A proposito di percorsi travagliati come quelli affrontati da Morata, Marchese conosce molto bene il valore della mente nel calcio. “Ci sono tre o quattro punti fondamentali per affrontare i periodi difficili”, spiega. “Il primo è parlare con i compagni di squadra, perché comunicare riduce il senso di isolamento. Poi, mantenere una routine di allenamento stabile è essenziale per tenere alto l’equilibrio psicofisico”. Non è una strada facile, e il coach lo sa bene. “Io non ho una bacchetta magica. Ci vogliono mesi, anni di lavoro per costruire la giusta serenità mentale. Ma il segreto è sempre lo stesso: non lasciare mai che la parte mentale venga messa in secondo piano”.
Il ruolo del mental coach, però, non si limita solo alla gestione della crisi. Marchese sottolinea l’importanza di prepararsi adeguatamente per entrare in questo settore: “Devi avere passione e una solida formazione. Chiunque voglia intraprendere questo percorso deve essere pronto a migliorare prima di tutto sé stesso, perché lavorare con giovani giocatori richiede un’enorme responsabilità. Non si può aiutare un atleta se prima non si è raggiunta una propria serenità interiore”.
Durante la sua esperienza come mental coach, Marchese ha lavorato con numerosi calciatori di Serie A e Premier League, ma il suo approccio si estende anche ai giovani talenti, che spesso devono confrontarsi con aspettative altissime e una pressione enorme, come dimostra il caso di Vitor Roque, giovane promessa del Barcellona, che ha ammesso di aver vissuto episodi di depressione. “Spesso questi ragazzi non sono preparati a gestire la pressione. Il mio compito è aiutarli a focalizzarsi sui loro valori umani prima ancora che sportivi, per evitare che il calcio diventi una fonte di angoscia”, spiega Marchese.
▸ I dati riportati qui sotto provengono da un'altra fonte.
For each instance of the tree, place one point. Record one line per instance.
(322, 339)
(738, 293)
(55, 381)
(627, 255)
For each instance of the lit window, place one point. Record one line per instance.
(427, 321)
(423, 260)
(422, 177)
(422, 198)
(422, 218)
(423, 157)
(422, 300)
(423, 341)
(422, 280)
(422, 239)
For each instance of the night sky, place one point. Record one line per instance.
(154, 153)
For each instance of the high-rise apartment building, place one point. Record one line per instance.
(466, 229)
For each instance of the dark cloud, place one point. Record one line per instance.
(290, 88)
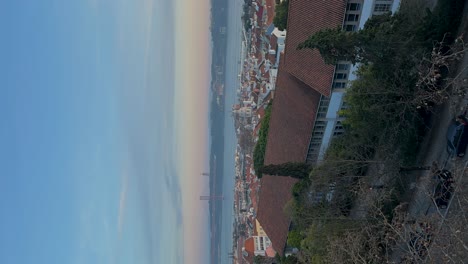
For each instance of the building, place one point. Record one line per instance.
(308, 98)
(306, 18)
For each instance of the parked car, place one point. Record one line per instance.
(457, 136)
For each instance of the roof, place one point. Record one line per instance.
(249, 248)
(291, 123)
(306, 17)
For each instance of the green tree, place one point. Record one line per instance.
(294, 238)
(334, 45)
(281, 15)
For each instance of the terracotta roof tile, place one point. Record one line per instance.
(270, 5)
(291, 124)
(273, 42)
(305, 18)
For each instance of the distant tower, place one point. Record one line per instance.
(211, 197)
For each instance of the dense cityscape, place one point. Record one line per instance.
(289, 108)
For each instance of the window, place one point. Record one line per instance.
(350, 28)
(382, 7)
(342, 67)
(339, 85)
(352, 17)
(340, 76)
(353, 7)
(319, 128)
(320, 123)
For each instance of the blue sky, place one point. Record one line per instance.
(94, 169)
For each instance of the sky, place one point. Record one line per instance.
(104, 131)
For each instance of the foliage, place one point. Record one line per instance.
(397, 82)
(294, 238)
(260, 147)
(263, 260)
(281, 15)
(293, 169)
(286, 260)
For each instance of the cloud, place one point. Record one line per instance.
(122, 201)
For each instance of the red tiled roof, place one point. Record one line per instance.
(305, 18)
(249, 245)
(291, 123)
(272, 58)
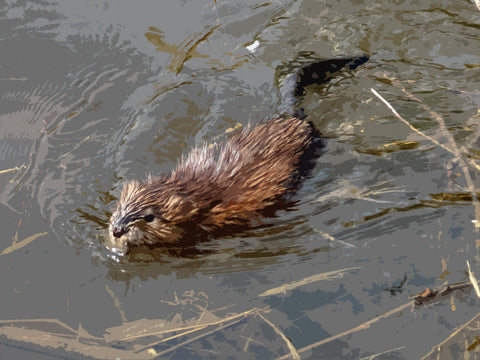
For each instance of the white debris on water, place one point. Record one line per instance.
(253, 47)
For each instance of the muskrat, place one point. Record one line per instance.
(219, 189)
(223, 189)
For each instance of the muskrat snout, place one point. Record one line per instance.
(119, 231)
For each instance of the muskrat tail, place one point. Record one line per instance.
(307, 69)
La scuola di Marchese mira proprio a questo: fornire una formazione a 360 gradi, che non sia solo teorica ma anche pratica, con un approccio personalizzato e mirato. “Non basta insegnare tecniche di gestione dello stress”, spiega, “ma è fondamentale toccare l’equilibrio tra vita privata e professionale. Quando hai serenità in casa, tutto diventa più facile”.
Marchese, che ha iniziato la sua carriera formandosi negli Stati Uniti, racconta quanto il mental coaching fosse già considerato fondamentale per atleti di alto livello come quelli del Borussia Dortmund e dell’Arsenal. “Da noi è un concetto relativamente nuovo, ma all’estero, già 18 anni fa, si lavorava in modo sistematico sulla psiche dei calciatori. Oggi in Italia ci stiamo allineando, e la differenza tra chi lavora bene sull’aspetto mentale e chi non lo fa si nota sempre di più in campo”. La mente diventa quindi un fattore determinante non solo per il singolo atleta, ma per l’intero gruppo. E soprattutto, per i professionisti che si approcciano a loro, come i mental coach.